Nach Terroranschlägen

Hamburg ruft zu Solidaritätskundgebung mit Paris auf

Hunderte Hamburger gedenken bei Schweigeminute der Opfer der Terroranschläge in Paris. Kundgebung am Mittwoch auf dem Domplatz geplant.

Hamburg. Es ist ein berührendes Bild in der Französischen Schule in Hamburg: Hunderte Kinder halten selbstgemalte Bilder von Friedenstauben und Victory-Zeichen in die Höhe, einige blicken traurig zu Boden, andere weinen. Während der europaweiten Schweigeminute um 12 Uhr haben auch in Hamburg hunderte Menschen in Trauer für die Opfer der Terroranschläge von Paris inne gehalten.

So begann auch die Pressekonferenz zum aktuellen Stand der schulischen Integration von Flüchtlingen in Hamburg mit einer Gedenkminute. Damit folgte auch die Politik in der Hansestadt dem Aufruf der Staats- und Regierungschefs der EU, der Opfer der Terroranschläge in Paris zu gedenken.

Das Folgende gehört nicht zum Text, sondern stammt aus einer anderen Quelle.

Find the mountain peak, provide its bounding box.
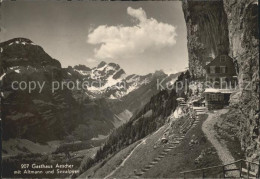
[0,37,33,46]
[97,61,107,68]
[74,64,90,71]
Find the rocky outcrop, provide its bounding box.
[224,0,260,163]
[183,0,260,164]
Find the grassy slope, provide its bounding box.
[80,115,221,178]
[143,115,221,178]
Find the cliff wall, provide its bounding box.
[183,0,260,161]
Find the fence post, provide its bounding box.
[240,160,242,178]
[247,162,250,179]
[222,165,226,178]
[202,170,205,178]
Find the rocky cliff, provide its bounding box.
[183,1,229,77]
[183,0,260,160]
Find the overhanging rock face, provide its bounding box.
[183,0,260,160]
[183,1,229,77]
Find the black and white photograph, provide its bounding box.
[0,0,260,179]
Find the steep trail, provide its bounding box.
[202,109,238,176]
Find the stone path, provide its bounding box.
[135,108,206,178]
[202,109,239,176]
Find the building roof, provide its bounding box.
[176,98,185,101]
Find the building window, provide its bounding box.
[207,67,210,73]
[220,66,226,73]
[210,66,215,74]
[220,55,226,62]
[216,67,220,73]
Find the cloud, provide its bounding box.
[86,58,97,63]
[87,7,177,59]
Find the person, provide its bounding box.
[64,149,71,159]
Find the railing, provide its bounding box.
[180,159,259,178]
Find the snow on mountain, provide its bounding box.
[67,61,181,99]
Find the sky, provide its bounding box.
[0,0,188,74]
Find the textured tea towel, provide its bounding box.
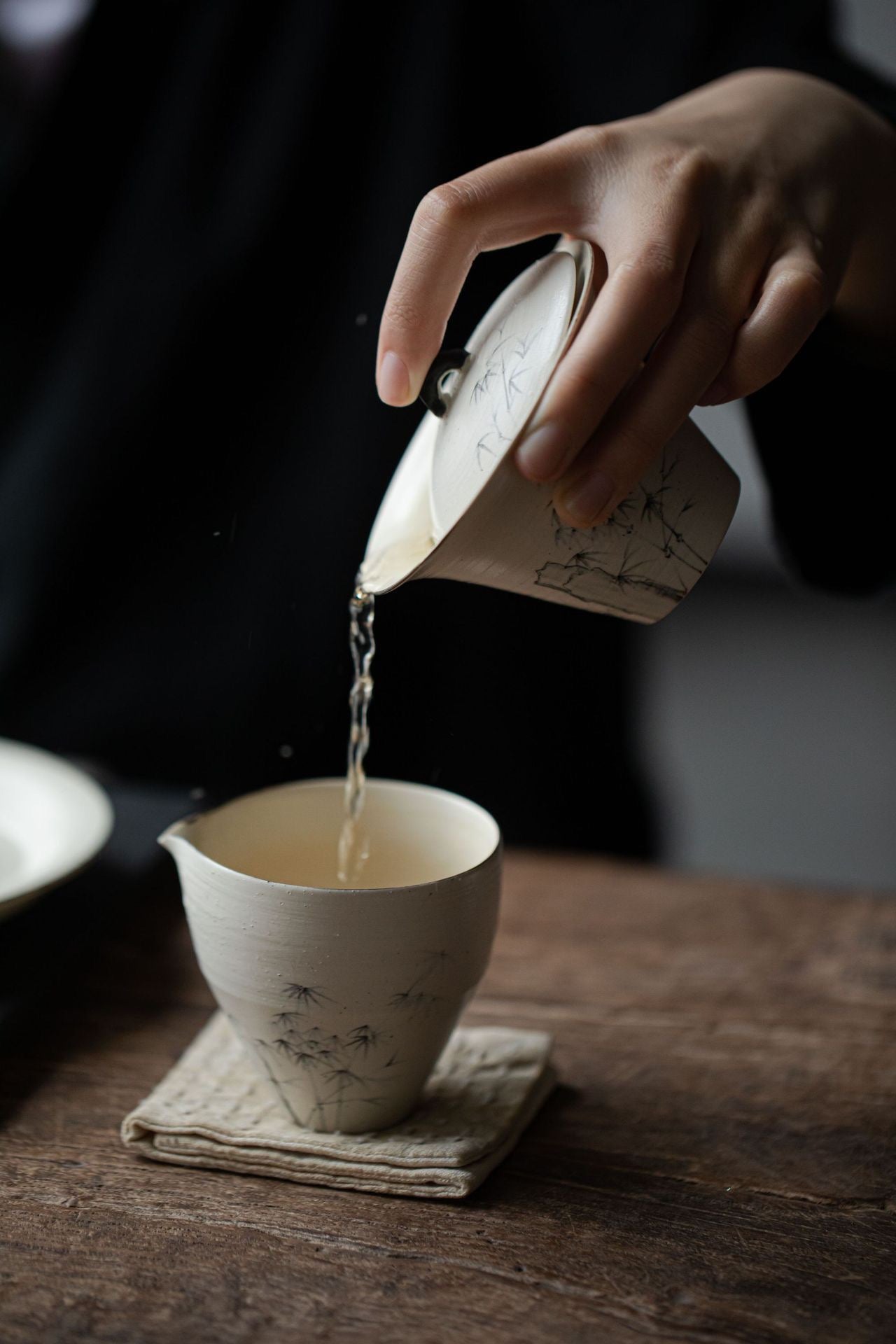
[121,1012,556,1199]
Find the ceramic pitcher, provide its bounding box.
[360,241,740,624]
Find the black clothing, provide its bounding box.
[0,0,889,853]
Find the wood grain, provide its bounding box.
[0,853,896,1344]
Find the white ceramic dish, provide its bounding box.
[0,738,113,919]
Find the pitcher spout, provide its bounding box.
[156,817,196,860]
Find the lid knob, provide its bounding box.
[421,349,470,416]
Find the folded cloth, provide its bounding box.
[121,1012,556,1199]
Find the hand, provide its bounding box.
[377,70,896,527]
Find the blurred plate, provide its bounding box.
[0,738,113,919]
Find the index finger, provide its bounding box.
[376,132,598,406]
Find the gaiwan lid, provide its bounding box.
[360,238,738,622]
[423,244,594,539]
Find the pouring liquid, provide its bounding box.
[336,583,376,887]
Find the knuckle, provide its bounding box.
[779,267,829,326]
[620,238,684,290]
[650,144,715,195]
[387,294,423,332]
[687,304,738,355]
[418,177,485,228]
[559,124,620,155]
[563,361,617,405]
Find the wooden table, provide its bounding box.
[0,853,896,1344]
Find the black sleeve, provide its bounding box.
[747,316,896,596]
[746,18,896,596]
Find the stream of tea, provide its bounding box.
[336,583,376,887]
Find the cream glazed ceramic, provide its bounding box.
[360,241,740,624]
[160,780,501,1133]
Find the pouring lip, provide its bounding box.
[156,776,504,897]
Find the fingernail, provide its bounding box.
[516,425,568,481]
[700,379,728,406]
[561,472,615,527]
[376,349,411,406]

Politiker und Sportler halten am Flughafen inne

Ebenso hielt Innensenator Michael Neumann (SPD) gemeinsam mit Flughafenchef Michael Eggenschwiler zu Beginn einer Olympia-Veranstaltung auf dem Flughafen inne. Im französischen Generalkonsulat versammelte Genralkonsul Serge Lavroff indes seine Mitarbeiter um sich und gedachte der Toten und Verletzten.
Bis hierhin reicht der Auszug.